Al instante de atravesar cada mañana la puerta del colegio, los hermanos abotonados de los pies hasta al cuello me impedían hablar la lengua que hablaba en casa. Por eso, de entrada, se me hacía imposible sentirme identificado con la bandera que aquellos mismos “pedagogos” izaban con himno y solemnidad ante los escolares formados en silencio en el patio antes de dar comienzo a las clases.
En casa había otra bandera, que mis padres mantenían plegada y escondida desde muchos años atrás en una cajonera. Más adelante, a raíz de la transición democrática, la bandera escondida proliferó en público como enseña de recuperación.
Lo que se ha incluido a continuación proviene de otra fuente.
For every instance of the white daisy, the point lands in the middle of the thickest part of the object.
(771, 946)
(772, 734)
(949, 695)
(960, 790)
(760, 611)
Yo también tengo una en casa, provista de cintas cosidas en los ángulos para colgarla en el balcón las fechas señaladas, en un impulso cívico que los hermanos de mi niñez fueron incapaces de hacerme sentir hacia la suya.
Ahora estoy empachado de banderas y celebro que las nuevas plataformas de izquierda prescindan de ellas en sus actos políticos, no como el PSOE. La bandera que siento mía ha servido para envolverse con ella durante las últimas décadas democráticas a demasiados corruptos, los manipuladores en beneficio propio que acumulan un “rinconcito” en Suiza mientras rebajan las pensiones de los jubilados, cierran escuelas y hospitales, gobiernan con un 20% de la población activa en paro y predican la independencia que sirva para que sigan mandando los responsables de haber hecho pagar la crisis de los especuladores a la clase media y popular.
La bandera que mantengo en casa, para colgarla en el balcón las fechas señaladas, sirve para celebrar algunas cosas, no todas. Mi bandera sigue siendo la mía y la suya sigue siendo la suya, pero ahora ya no es solamente cuestión de patria, identidad nacional ni bandera. La patria de mi bandera es la del 99% de los ciudadanos. No la de quienes se envuelven con ella en beneficio particular, aquí y allí.